At a press conference held at the Macedonian National Theater before the award ceremony, Pamuk said he had finished working on his latest novel, “Kafamda Bir Tuhaflık” (Peculiarity in My Mind), and that the new novel would hit shelves in the near future.
Touching on politics in Turkey, he said writers were free to work in their field in the country but added that they encountered problems when expressing views on topics other than literature.
Claiming that journalists were under pressure in Turkey, Pamuk said: “If you write, you can get in trouble and be excluded from society. The pressure is higher on journalists and those who provide information to society... Let me say that freedom of thought is in very bad situation in my country, but it was not better in the past either.”

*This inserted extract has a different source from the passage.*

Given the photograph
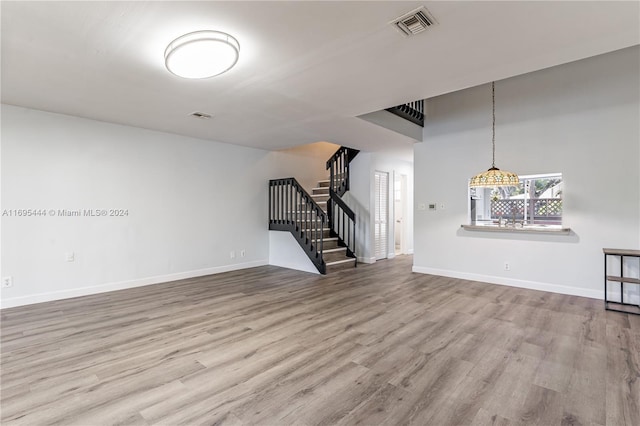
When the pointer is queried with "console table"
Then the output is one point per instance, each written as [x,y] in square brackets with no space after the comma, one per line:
[621,306]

The award committee board consisted of Ferid Muhic, Goran Stefanovski, Venko Andonovski, Cvetan Vrazivirski and last year’s Tabernakul laureates, Milan Kundera and Ljubivoje Rsumovic.
Russian writer Victor Erofeyev was named as this year’s other recipient. His work often contains pastiches of Dostoyevsky’s work and themes.
Erofeyev became a literary critic, publishing works on Lev Shestov and the Marquis de Sade. He later organized his own literary magazine, Metropol, in which many of the big names of Soviet literature were involved. Erofeyev was subsequently expelled from the Union of Soviet Writers and was banned from being published until 1988 as part of the Glasnost reforms of Mikhail Gorbachev.